What determines where a vendor lands in Gartner's Quadrant? Gartner says its assessments are based on a vendor's viability, service and support, features and functionality, and technology. Among the criteria that gets factored in: input from customers or prospects who have piloted a product or chosen an alternative; customer experience with scalability and cost of deployment; a vendor's "commitment" in the form of R&D; marketing clarity and sales channel; a vendor's ability to support its vision; and overall corporate viability.

By comparison, Forrester's Wave assesses competitors in a given product category. Each report charts vendor performance on a grid featuring a vertical measurement of a product's strength and horizontal measurement of a company's strategy. Vendors are labeled leaders, strong performers, contenders, or risky bets, and their placement is marked with a dot, the size of which is determined by the vendor's "market presence."

All things considered, the methodology behind Forrester's Wave report is more transparent than Gartner's Quadrant, says Sandi Meyer, senior analyst-relations manager with Trend Micro. That worked to Trend Micro's advantage last month when Forrester listed the vendor as a leader in enterprise anti-spyware. Trend Micro has been a Forrester client since May. The company also subscribes to research from Canalys.com, Gartner, and IDC.

Lessons Learned

Research firm executives are well aware of the questions being raised about their business models, but don't expect changes to be fast or wide-sweeping. The financial stakes are too high--and the incentives for change aren't compelling enough.

Meantime, those vendor-sponsored research reports keep rolling off the presses and into the hands of business-technology buyers. Cyveillance, a provider of online risk monitoring and management software, funded an IDC report published in January titled, "Who's Got Your Virtual Back?
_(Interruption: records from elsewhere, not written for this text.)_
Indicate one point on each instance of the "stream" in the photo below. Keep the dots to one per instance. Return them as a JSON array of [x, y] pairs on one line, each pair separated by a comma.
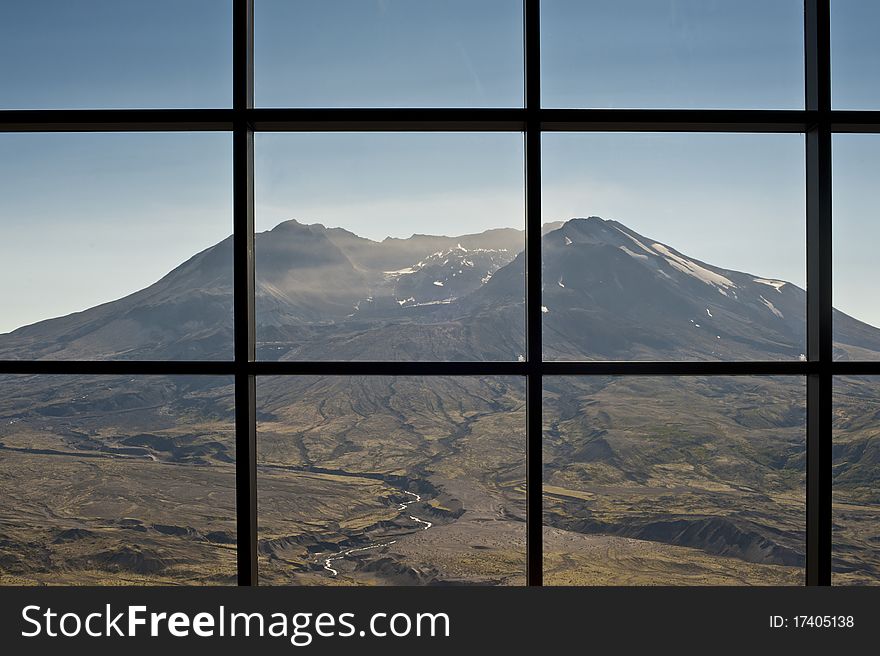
[[328, 562]]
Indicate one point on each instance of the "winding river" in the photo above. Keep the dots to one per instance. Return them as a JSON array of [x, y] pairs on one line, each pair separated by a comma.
[[328, 562]]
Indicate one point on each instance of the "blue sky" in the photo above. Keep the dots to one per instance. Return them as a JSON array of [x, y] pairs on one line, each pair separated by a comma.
[[137, 205]]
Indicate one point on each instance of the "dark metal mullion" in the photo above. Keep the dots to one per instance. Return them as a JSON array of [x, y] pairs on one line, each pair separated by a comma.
[[428, 368], [533, 292], [817, 40], [439, 120], [243, 290]]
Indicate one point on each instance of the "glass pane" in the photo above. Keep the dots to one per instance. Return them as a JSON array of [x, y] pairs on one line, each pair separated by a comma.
[[856, 162], [855, 54], [101, 54], [856, 482], [117, 480], [693, 247], [390, 53], [116, 246], [389, 246], [673, 54], [391, 481], [674, 481]]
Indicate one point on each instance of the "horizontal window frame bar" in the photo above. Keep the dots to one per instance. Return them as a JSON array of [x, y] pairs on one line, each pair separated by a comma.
[[434, 120], [398, 368]]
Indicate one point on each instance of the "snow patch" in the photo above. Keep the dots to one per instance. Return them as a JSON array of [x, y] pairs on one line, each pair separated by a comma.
[[693, 269], [400, 272], [776, 284], [635, 241], [638, 256], [772, 307]]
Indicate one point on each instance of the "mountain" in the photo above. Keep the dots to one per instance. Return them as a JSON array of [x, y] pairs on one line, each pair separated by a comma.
[[421, 480], [609, 293]]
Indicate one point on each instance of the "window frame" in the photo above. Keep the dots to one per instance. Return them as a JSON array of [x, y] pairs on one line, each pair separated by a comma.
[[817, 122]]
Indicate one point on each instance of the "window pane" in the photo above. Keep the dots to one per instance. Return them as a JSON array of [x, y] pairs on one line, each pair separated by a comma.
[[675, 54], [855, 54], [856, 472], [693, 246], [116, 246], [63, 54], [117, 480], [674, 481], [390, 53], [391, 481], [389, 246], [856, 162]]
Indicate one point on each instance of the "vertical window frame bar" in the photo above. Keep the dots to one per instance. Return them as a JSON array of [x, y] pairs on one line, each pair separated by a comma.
[[243, 292], [817, 88], [534, 319]]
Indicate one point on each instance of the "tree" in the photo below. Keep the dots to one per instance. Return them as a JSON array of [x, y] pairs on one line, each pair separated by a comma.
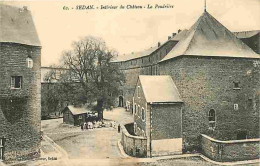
[[89, 60]]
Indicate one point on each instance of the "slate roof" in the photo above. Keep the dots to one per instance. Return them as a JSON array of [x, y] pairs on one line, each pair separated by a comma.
[[147, 52], [246, 34], [17, 26], [159, 89], [208, 37], [78, 110], [180, 35], [134, 55]]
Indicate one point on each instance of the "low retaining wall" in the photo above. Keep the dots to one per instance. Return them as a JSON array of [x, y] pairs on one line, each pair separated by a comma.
[[234, 150], [133, 145]]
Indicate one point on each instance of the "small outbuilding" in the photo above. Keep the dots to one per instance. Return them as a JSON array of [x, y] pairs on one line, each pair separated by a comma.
[[75, 115], [158, 114]]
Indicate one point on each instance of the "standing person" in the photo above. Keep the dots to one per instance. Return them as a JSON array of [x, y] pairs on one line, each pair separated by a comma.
[[81, 126], [118, 128], [85, 125]]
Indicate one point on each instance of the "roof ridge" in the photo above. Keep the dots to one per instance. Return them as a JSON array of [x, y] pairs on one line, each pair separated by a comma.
[[194, 27]]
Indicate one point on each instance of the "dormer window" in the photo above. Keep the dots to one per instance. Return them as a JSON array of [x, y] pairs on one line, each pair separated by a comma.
[[29, 62]]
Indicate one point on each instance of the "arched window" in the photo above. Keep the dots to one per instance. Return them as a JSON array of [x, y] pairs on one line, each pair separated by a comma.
[[212, 119]]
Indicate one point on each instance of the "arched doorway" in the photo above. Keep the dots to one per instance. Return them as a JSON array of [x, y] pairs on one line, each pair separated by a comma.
[[121, 101]]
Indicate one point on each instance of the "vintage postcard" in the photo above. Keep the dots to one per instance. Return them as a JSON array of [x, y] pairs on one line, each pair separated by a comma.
[[129, 82]]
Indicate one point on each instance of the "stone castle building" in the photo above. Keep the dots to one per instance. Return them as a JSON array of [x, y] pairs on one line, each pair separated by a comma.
[[20, 86], [217, 75]]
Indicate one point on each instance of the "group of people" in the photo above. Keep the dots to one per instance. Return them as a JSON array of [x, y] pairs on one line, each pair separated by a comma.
[[97, 124], [91, 125]]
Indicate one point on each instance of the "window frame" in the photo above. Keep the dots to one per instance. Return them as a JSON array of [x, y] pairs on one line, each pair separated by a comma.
[[143, 114], [13, 82], [135, 127], [2, 140], [29, 62], [138, 112], [236, 107], [212, 123], [138, 91]]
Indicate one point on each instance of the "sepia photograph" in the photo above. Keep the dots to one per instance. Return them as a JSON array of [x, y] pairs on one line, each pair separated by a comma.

Mitigating Online Security Risks." The goal was to provide market education, not to serve as a promo for Cyveillance, VP of marketing Todd Bransford says, so the only place the vendor's name is mentioned is on the cover. "We talked with IDC in order for them to validate what we're doing in the market," Bransford says.

Cyveillance isn't a regular IDC customer. Still, the vendor won't say how much it spent on the IDC report. In advance of publication, Cyveillance had input into the issues that should be covered, and after it was completed, a chance to review it. Cyveillance made no changes to the report's contents before it was released, Bransford says, but it could have requested them, and that's troubling enough. The IDC report preceded the release of Cyveillance's Intelligence Center 3.0 risk-monitoring software by only a few weeks.

Technology vendors often will sign up for analyst firm services when they feel their market is poised for growth. Cyveillance in January signed on with Gartner to help understand how its software fits with the growing demand for IT security and regulatory compliance. "I also wanted to understand how a product we're rolling out should be priced," Bransford says. So IDC helps seed the market, Gartner helps price it, and both get paid for doing so. Is everyone comfortable with that?